🤖 AI Summary
Large language models (LLMs) suffer from low accuracy and frequent logical or arithmetic errors in mathematical reasoning. Method: This paper proposes Chain-of-Self-Correction (CoSC), a mechanism enabling LLMs to autonomously generate executable code, execute it for verification, and iteratively refine outputs. Crucially, self-correction is internalized as an intrinsic reasoning paradigm—eliminating reliance on external models (e.g., GPT-4) for supervision. Training employs a two-stage demonstration-free zero-shot instruction fine-tuning, leveraging both seed data and high-quality self-generated data.
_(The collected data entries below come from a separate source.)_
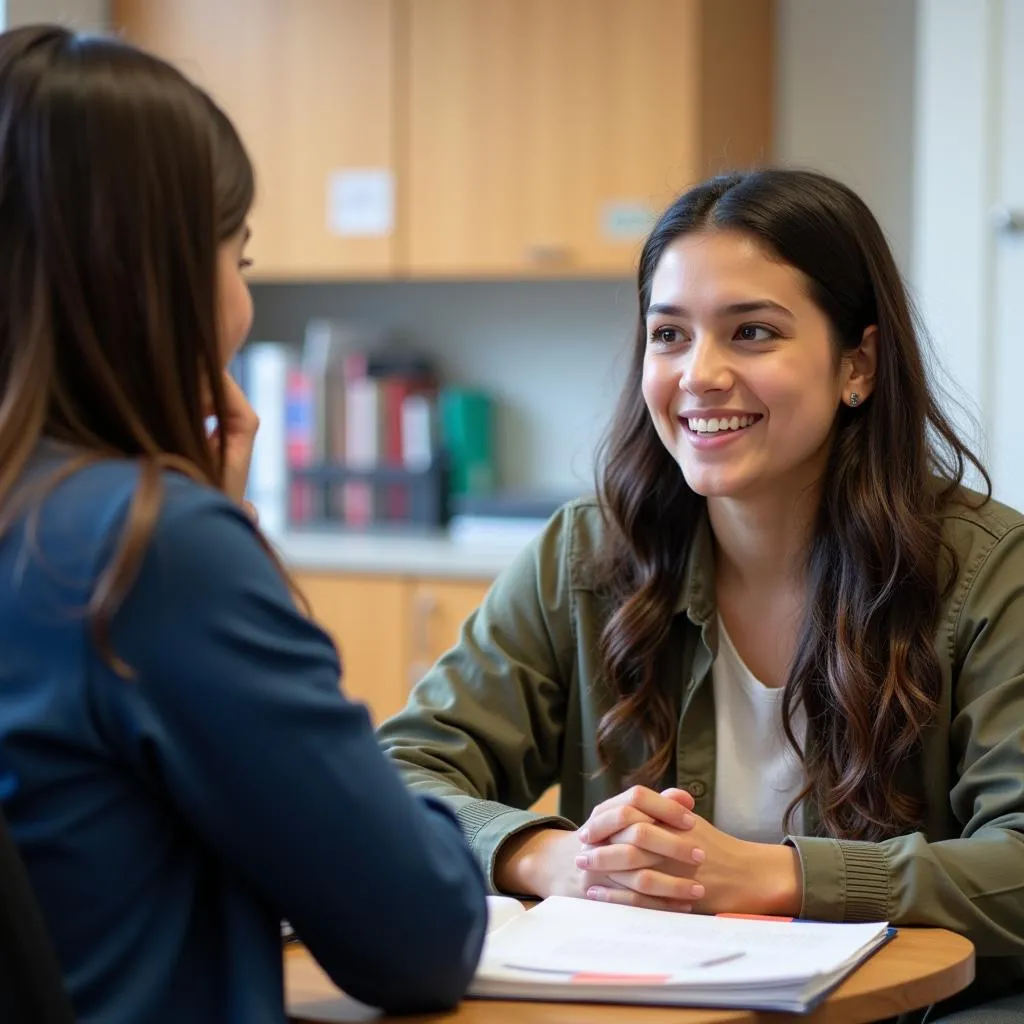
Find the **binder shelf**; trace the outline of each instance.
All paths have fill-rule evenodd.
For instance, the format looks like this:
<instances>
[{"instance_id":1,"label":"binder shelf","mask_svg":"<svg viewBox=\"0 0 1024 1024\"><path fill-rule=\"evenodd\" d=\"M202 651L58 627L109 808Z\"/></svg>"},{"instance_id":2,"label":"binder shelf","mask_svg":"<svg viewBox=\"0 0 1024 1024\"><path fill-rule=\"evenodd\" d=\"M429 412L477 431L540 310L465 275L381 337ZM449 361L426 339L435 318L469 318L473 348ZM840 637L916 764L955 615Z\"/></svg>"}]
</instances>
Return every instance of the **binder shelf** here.
<instances>
[{"instance_id":1,"label":"binder shelf","mask_svg":"<svg viewBox=\"0 0 1024 1024\"><path fill-rule=\"evenodd\" d=\"M448 460L428 466L345 463L290 470L289 526L297 529L440 529L449 519Z\"/></svg>"}]
</instances>

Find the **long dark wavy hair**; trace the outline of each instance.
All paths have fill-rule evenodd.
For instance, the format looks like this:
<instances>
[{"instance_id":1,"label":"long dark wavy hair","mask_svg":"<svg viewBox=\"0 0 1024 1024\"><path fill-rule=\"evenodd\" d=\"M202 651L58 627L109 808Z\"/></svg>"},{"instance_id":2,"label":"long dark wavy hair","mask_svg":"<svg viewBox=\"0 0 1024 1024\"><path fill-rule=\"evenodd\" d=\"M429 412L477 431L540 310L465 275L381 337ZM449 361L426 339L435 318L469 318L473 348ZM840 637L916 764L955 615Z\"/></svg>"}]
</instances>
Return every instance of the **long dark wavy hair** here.
<instances>
[{"instance_id":1,"label":"long dark wavy hair","mask_svg":"<svg viewBox=\"0 0 1024 1024\"><path fill-rule=\"evenodd\" d=\"M666 247L690 232L728 229L755 239L807 279L828 318L837 357L878 327L871 398L841 406L807 552L807 606L783 703L786 734L827 834L878 840L920 824L905 779L937 705L940 514L979 460L929 385L915 316L885 237L849 188L809 171L767 169L691 189L661 216L638 273L639 319L628 379L605 439L598 493L610 536L599 568L615 611L601 658L618 694L598 728L607 768L639 730L647 760L631 782L655 785L673 762L678 708L659 674L684 566L705 499L659 440L641 393L651 280ZM989 487L990 489L990 487ZM948 564L948 563L947 563ZM955 560L953 561L955 566ZM791 716L806 710L806 744Z\"/></svg>"},{"instance_id":2,"label":"long dark wavy hair","mask_svg":"<svg viewBox=\"0 0 1024 1024\"><path fill-rule=\"evenodd\" d=\"M140 469L92 595L97 642L141 564L165 469L219 487L217 253L253 170L227 117L170 65L40 25L0 35L0 525L40 441ZM45 488L43 488L45 490Z\"/></svg>"}]
</instances>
Results: The approach achieves 53.5% accuracy on the MATH benchmark using purely textual, open-source LLMs—surpassing multimodal closed-source models including GPT-4, GPT-4V, and Gemini-1.0 for the first time. This establishes a new paradigm for cost-effective, high-fidelity mathematical reasoning.
📝 Abstract
Accurate mathematical reasoning with Large Language Models (LLMs) is crucial in revolutionizing domains that heavily rely on such reasoning. However, LLMs often encounter difficulties in certain aspects of mathematical reasoning, leading to flawed reasoning and erroneous results. To mitigate these issues, we introduce a novel mechanism, the Chain of Self-Correction (CoSC), specifically designed to embed self-correction as an inherent ability in LLMs, enabling them to validate and rectify their own results. The CoSC mechanism operates through a sequence of self-correction stages. In each stage, the LLMs generate a program to address a given problem, execute this program using program-based tools to obtain an output, subsequently verify this output. Based on the verification, the LLMs either proceed to the next correction stage or finalize the answer. This iterative self-correction process allows the LLMs to refine its reasoning steps and improve the accuracy of its mathematical reasoning. We implement CoSC using a two-phase fine-tuning approach. First, LLMs are trained with a relatively small volume of seeding data generated from GPT-4. Then, we enhance CoSC by training with a larger volume of self-generated data, without relying on GPT-4. Experiments show that CoSC significantly boosts performance on standard mathematical datasets compared to existing open-source LLMs. Notably, our CoSC-Code-34B model achieved a 53.5% score on the challenging MATH dataset, outperforming models like ChatGPT, GPT-4, and multi-modal LLMs such as GPT-4V and Gemini-1.0. Importantly, CoSC operates in a zero-shot manner without requiring demonstrations.